La Formula 1 sbarca a Gedda e dopo le qualifiche ne siamo certi, la pista è spettacolare ma i brividi per piloti e spettatori sono molti

Oggi è il giorno di gara a Gedda, nella cornice del Gran Premio di Arabia Saudita.
Un circuito temporaneo e nuovo quello costruito da Hermann Tilke.

La pista è lunga 6175 metri, seconda per questo dato soltanto a SPA (7004 metri) e piena di curve, sono ben 27 di cui 16 a sinistra e 11 a destra. Non mancano i sali-scendi, la curva 13 è sopraelevata di 12 % gradi, e nemmeno l’alta velocità considerando che la più lenta delle curve viene percorsa a circa 90 km/h mentre la più veloce, la 29, a ben 310 km/h. Il risultato? Una delle piste più veloci del mondo forse seconda solo a Monza, il Tempio delle Velocità.

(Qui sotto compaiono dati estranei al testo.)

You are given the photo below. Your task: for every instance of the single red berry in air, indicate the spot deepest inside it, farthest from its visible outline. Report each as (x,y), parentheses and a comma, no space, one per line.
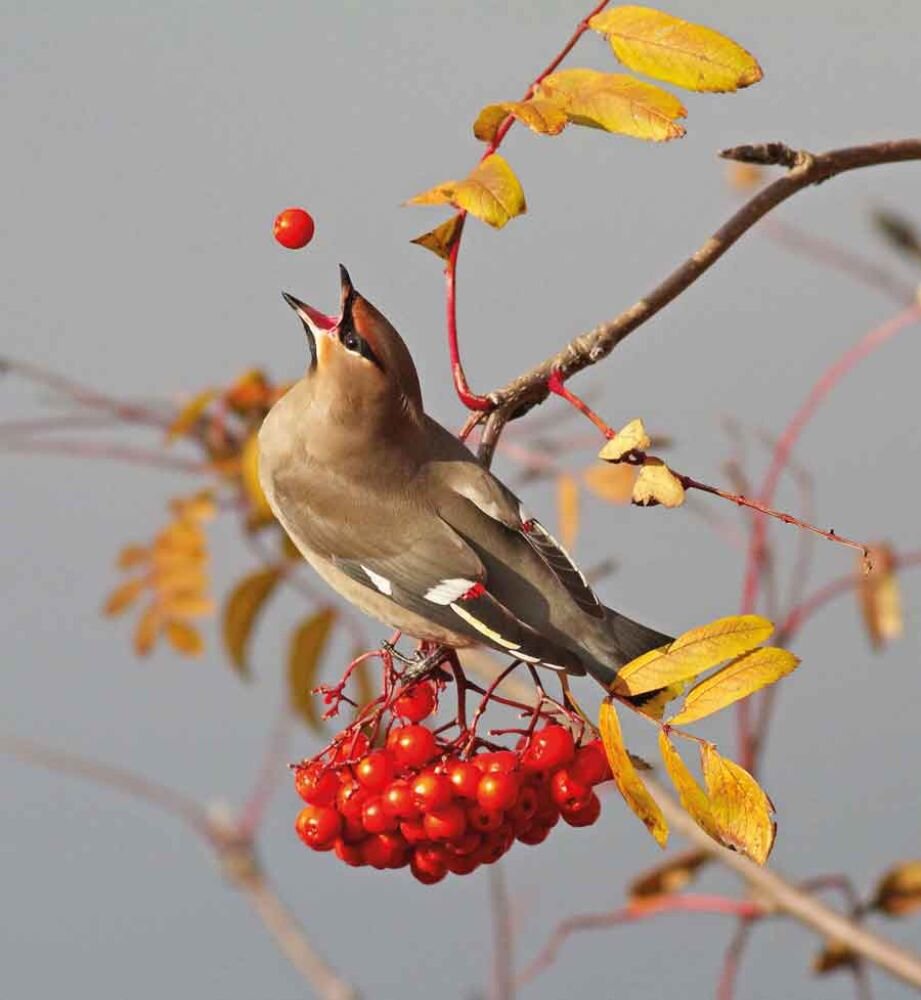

Ogni giro viene percorso ad una velocità media di 250/260 km/h e il piede resta sull’acceleratore per il 79 % della copertura del tracciato.
La gara sarà percorsa in 50 giri con un totale di 308,750 km e in aggiunta si corre in notturna a causa del caldo, per questo ben 600 fari Led sono stati posizionati lungo tutto il tracciato per ottenere l’effetto giorno.

Dopo le giornate di prove libere e di qualifica abbiamo capito che la gara che vedremo sarà piena di emozioni. Gedda è una pista da brividi, sono molte infatti le zone dove la strada è stretta e vicina ai muri e sono molti anche gli angoli ciechi. I piloti si sono detti tutti sorpresi dalla complessità e dalla bellezza della guida. Non è una pista per cuori deboli e l’ultimo giro di Verstappen, poi finito a muro (e senza questo inconveniente sarebbe stata sicuramente pole), ieri lo insegna.
Le insidie sono dietro l’angolo perché anche solo sfiorare un muro può comportare danni seri alla vettura, la fine della gara e anche rischi fisici per i piloti che non possono concedersi il lusso di alzare il piede. Un esempio è il secondo giro di Sainz dopo aver “sfiorato” un muro con l’ala posteriore. Il pilota spagnolo ha perso il controllo della vettura nello stesso punto e per questo qualche curva dopo ha abortito il giro, troppi rischi.

Un commento emblematico arriva da Lewis Hamilton che ha dichiarato: “Il grip è stato lo stesso in entrambe le sessioni, quello che ho notato subito è che il grip è molto alto. Abbiamo provato alcune cose con il set up e direi che non siamo rapidi sul giro singolo rispetto agli altri. Il nostro ritmo sulla simulazione gara però non è male. Dal punto di vista del traffico questo tracciato è sicuramente molto peggiore di molti altri posti in cui andiamo, è sul modello di Monaco. Le velocità con cui si arriva sulle auto davanti è sicuramente qualcosa di pericoloso. Complessivamente il tracciato è incredibilmente veloce c’è anche molto grip. Se riesci a prendere il ritmo è una bellissima pista”.

Un commento in merito arriva anche da Michael Masi, Direttore di Gara della Formula 1 che ha assicurato: “Dal punto di vista del circuito, tutto è stato fatto secondo i più alti standard di sicurezza FIA. Dalle recinzioni sembra tutto incredibilmente bello”.